You'd think you people would learn, I mean Russia has wound up somewhere to the right of Genghis Khan and China's busily returning to its imperial roots, complete with caste system. What you do is create reactions which eventually end up consuming any gains you might have made, a process which will inevitably end up being replicated even in the enlightened and much reviled (by the left) west.

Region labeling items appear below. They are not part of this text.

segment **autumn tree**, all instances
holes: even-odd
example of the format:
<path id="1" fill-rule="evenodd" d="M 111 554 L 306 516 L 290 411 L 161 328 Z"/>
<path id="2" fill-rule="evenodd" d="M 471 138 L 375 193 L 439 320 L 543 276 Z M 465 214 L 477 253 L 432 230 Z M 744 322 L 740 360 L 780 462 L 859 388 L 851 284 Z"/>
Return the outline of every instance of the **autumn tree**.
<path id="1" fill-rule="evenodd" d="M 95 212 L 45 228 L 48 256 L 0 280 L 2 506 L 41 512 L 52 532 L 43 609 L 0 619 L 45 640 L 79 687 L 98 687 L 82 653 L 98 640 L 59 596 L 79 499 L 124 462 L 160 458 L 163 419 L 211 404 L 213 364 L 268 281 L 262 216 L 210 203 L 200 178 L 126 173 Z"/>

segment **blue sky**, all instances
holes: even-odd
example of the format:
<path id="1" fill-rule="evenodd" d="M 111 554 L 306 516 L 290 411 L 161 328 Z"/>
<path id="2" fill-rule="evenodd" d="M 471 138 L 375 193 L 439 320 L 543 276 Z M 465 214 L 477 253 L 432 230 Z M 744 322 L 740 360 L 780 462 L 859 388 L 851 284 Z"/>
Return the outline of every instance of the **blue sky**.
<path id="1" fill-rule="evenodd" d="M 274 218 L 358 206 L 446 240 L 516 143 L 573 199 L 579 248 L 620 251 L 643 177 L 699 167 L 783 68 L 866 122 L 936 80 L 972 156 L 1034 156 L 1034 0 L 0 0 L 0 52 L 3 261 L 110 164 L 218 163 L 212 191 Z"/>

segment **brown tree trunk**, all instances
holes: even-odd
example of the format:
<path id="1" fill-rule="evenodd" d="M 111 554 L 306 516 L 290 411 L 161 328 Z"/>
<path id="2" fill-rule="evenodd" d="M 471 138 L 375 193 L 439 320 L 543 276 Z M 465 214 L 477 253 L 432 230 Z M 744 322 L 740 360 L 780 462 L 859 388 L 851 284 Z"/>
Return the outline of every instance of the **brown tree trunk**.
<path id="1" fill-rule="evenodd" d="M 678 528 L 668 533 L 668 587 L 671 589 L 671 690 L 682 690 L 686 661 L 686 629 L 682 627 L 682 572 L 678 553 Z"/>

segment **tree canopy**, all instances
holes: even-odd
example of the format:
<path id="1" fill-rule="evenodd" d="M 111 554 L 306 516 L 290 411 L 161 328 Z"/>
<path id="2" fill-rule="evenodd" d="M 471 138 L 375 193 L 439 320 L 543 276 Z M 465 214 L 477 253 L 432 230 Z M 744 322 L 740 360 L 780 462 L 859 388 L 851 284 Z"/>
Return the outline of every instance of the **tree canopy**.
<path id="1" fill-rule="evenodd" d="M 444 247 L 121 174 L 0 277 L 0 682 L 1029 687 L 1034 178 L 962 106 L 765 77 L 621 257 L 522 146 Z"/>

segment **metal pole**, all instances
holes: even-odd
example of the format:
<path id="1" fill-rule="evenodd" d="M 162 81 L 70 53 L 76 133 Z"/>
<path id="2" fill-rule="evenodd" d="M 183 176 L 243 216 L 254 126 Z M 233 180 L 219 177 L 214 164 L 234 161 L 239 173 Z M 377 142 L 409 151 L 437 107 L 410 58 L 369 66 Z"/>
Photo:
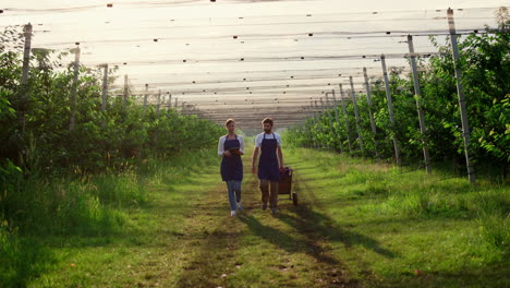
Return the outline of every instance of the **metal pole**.
<path id="1" fill-rule="evenodd" d="M 77 80 L 80 73 L 80 47 L 74 49 L 74 74 L 73 74 L 73 87 L 71 91 L 71 118 L 69 120 L 69 131 L 74 130 L 76 123 L 76 93 L 77 93 Z"/>
<path id="2" fill-rule="evenodd" d="M 108 95 L 108 64 L 105 64 L 105 72 L 102 75 L 102 104 L 101 104 L 102 111 L 106 111 L 107 95 Z"/>
<path id="3" fill-rule="evenodd" d="M 342 103 L 343 120 L 345 121 L 345 131 L 347 131 L 347 136 L 348 136 L 349 153 L 352 153 L 351 136 L 350 136 L 351 128 L 349 127 L 349 117 L 347 113 L 345 99 L 343 96 L 343 87 L 342 87 L 342 84 L 339 84 L 339 86 L 340 86 L 340 101 Z"/>
<path id="4" fill-rule="evenodd" d="M 372 133 L 374 134 L 374 148 L 377 161 L 379 161 L 379 149 L 377 145 L 377 127 L 375 124 L 374 115 L 372 113 L 372 96 L 371 96 L 371 85 L 368 84 L 368 75 L 366 73 L 366 68 L 363 68 L 363 76 L 365 77 L 365 91 L 366 91 L 366 101 L 368 103 L 368 116 L 371 117 Z"/>
<path id="5" fill-rule="evenodd" d="M 408 35 L 409 52 L 411 55 L 411 69 L 413 71 L 414 94 L 416 95 L 416 108 L 420 119 L 420 132 L 422 133 L 423 157 L 425 159 L 425 169 L 432 173 L 430 157 L 428 155 L 428 141 L 426 139 L 427 129 L 425 127 L 425 115 L 422 109 L 422 92 L 420 89 L 420 80 L 416 69 L 416 56 L 414 55 L 413 36 Z"/>
<path id="6" fill-rule="evenodd" d="M 357 101 L 356 101 L 356 95 L 354 94 L 354 83 L 352 82 L 352 76 L 349 76 L 349 81 L 351 82 L 351 97 L 352 97 L 352 105 L 354 106 L 354 116 L 356 118 L 356 130 L 357 130 L 357 137 L 360 139 L 360 148 L 362 153 L 364 153 L 365 147 L 363 144 L 360 112 L 357 111 Z"/>
<path id="7" fill-rule="evenodd" d="M 456 32 L 456 22 L 453 20 L 453 10 L 450 8 L 448 9 L 448 25 L 450 28 L 450 40 L 451 40 L 451 51 L 453 55 L 453 67 L 456 69 L 456 81 L 457 81 L 457 94 L 459 96 L 459 108 L 461 112 L 461 121 L 462 121 L 462 135 L 464 137 L 464 153 L 465 153 L 465 164 L 467 166 L 467 176 L 470 178 L 470 182 L 472 184 L 475 183 L 475 172 L 473 166 L 471 165 L 470 160 L 470 123 L 467 121 L 467 112 L 465 108 L 465 99 L 464 99 L 464 89 L 462 87 L 462 72 L 460 68 L 460 57 L 459 57 L 459 49 L 457 47 L 457 32 Z"/>
<path id="8" fill-rule="evenodd" d="M 333 98 L 333 106 L 335 106 L 335 121 L 337 123 L 340 123 L 340 121 L 338 120 L 338 106 L 337 106 L 337 96 L 335 95 L 335 89 L 331 89 L 331 95 Z M 343 142 L 342 142 L 341 133 L 338 133 L 338 140 L 340 142 L 340 153 L 343 153 Z"/>
<path id="9" fill-rule="evenodd" d="M 389 87 L 389 77 L 388 77 L 388 71 L 386 69 L 386 57 L 384 55 L 380 56 L 380 63 L 382 65 L 382 74 L 385 76 L 385 85 L 386 85 L 386 98 L 388 99 L 388 111 L 390 116 L 390 122 L 391 122 L 391 131 L 393 133 L 393 148 L 394 148 L 394 158 L 397 160 L 397 165 L 400 166 L 400 148 L 399 148 L 399 143 L 397 140 L 397 131 L 394 127 L 394 116 L 393 116 L 393 104 L 391 101 L 391 92 Z"/>

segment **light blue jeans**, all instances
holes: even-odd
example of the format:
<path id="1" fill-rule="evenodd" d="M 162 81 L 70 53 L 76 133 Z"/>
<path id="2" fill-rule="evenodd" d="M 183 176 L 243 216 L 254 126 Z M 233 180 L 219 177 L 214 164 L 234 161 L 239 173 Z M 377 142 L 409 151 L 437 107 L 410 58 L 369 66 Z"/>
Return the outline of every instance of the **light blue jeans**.
<path id="1" fill-rule="evenodd" d="M 230 209 L 235 211 L 235 202 L 241 202 L 241 181 L 229 180 L 227 183 L 227 191 L 229 193 Z"/>

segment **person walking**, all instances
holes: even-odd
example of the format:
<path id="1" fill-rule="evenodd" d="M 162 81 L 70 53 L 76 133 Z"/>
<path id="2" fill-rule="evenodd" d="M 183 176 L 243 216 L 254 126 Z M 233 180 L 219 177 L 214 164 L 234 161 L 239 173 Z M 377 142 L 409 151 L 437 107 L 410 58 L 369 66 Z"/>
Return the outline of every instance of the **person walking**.
<path id="1" fill-rule="evenodd" d="M 272 132 L 272 119 L 266 118 L 262 121 L 264 132 L 255 139 L 255 149 L 252 157 L 252 173 L 257 173 L 259 189 L 262 192 L 263 209 L 267 209 L 267 204 L 271 213 L 278 212 L 278 182 L 280 181 L 280 170 L 283 169 L 283 154 L 281 153 L 281 136 Z M 258 154 L 258 169 L 255 166 Z M 257 172 L 258 170 L 258 172 Z"/>
<path id="2" fill-rule="evenodd" d="M 227 183 L 229 195 L 230 216 L 235 216 L 241 205 L 241 182 L 243 181 L 244 139 L 235 134 L 235 121 L 228 119 L 224 123 L 228 134 L 218 141 L 218 156 L 221 159 L 221 179 Z"/>

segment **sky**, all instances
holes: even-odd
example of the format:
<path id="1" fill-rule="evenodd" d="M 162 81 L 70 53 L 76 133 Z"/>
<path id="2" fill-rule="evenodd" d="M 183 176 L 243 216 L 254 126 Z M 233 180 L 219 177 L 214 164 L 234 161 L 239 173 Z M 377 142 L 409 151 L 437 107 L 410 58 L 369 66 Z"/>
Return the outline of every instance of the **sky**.
<path id="1" fill-rule="evenodd" d="M 82 64 L 118 65 L 112 92 L 127 75 L 133 94 L 143 94 L 148 84 L 150 94 L 161 91 L 167 101 L 171 94 L 214 118 L 223 117 L 224 108 L 232 112 L 279 107 L 277 113 L 295 113 L 331 86 L 349 88 L 350 75 L 354 89 L 362 91 L 362 68 L 369 76 L 380 75 L 380 62 L 374 60 L 381 53 L 388 67 L 409 69 L 403 59 L 408 34 L 414 35 L 416 52 L 435 52 L 427 35 L 448 33 L 449 7 L 463 33 L 494 27 L 495 9 L 509 3 L 2 0 L 0 28 L 31 22 L 34 47 L 64 51 L 80 43 Z"/>

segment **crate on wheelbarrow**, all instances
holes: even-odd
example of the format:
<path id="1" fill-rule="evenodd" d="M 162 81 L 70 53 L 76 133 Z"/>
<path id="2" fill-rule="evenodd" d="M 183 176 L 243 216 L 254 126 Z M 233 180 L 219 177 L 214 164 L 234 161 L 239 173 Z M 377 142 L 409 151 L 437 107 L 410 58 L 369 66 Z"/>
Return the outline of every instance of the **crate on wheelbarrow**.
<path id="1" fill-rule="evenodd" d="M 294 205 L 298 206 L 298 192 L 292 192 L 292 172 L 290 167 L 280 170 L 278 194 L 289 194 L 289 200 L 292 200 Z"/>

Leftists believe me to be a conservative reationary, conservatives call me a progressive swine, I'm quite content to watch all of you idiots get hoisted by your own petards.

Have a good un.

Comment Re:Icehouse Earth (Score 1) 637

Poppycock.

Dry fact sadly. The reality is that the information I linked to above comes as a major shock to many anthropogenic global warming proponents when it should already be widely known, one fellow I was discussing it with lately proudly declared that we're going through the quickest global warming in 45 million years while earnestly claiming the imprimatur of science. Ask yourself why that might be the case.

For human civilization, we may look back on it and find it to be not very placid at all.

The problem is people who regard this notion as a good thing and refer to human civilisation as an infection.

Yes, they are. Only by our efforts. You point to our success as evidence that we should stop? Like it won't flip? There's still a *lot* of coal left.

Who do you refer to when you say "our"?

Comment Re:Icehouse Earth (Score 1) 637

The problem is that the only current traumatic event the planet seems to be going through at the moment to cause this particular geologically rapid climate shift is an acute infection of industrialized ostrich-human hybrid civilization.

Your weak link here is the assumption that science is in any way clear about what caused relatively recent drastic climate adjustments. Which leads us inevitably to the conclusion that we can't really go making any definitive statements about the comparitively placid warming we're currently experiencing.

It's much ado about not a whole lot anyway, fossil fuels are being scaled back to nothing and will be out of mass usage in a couple of generations, and no economies need be wrecked in the process either.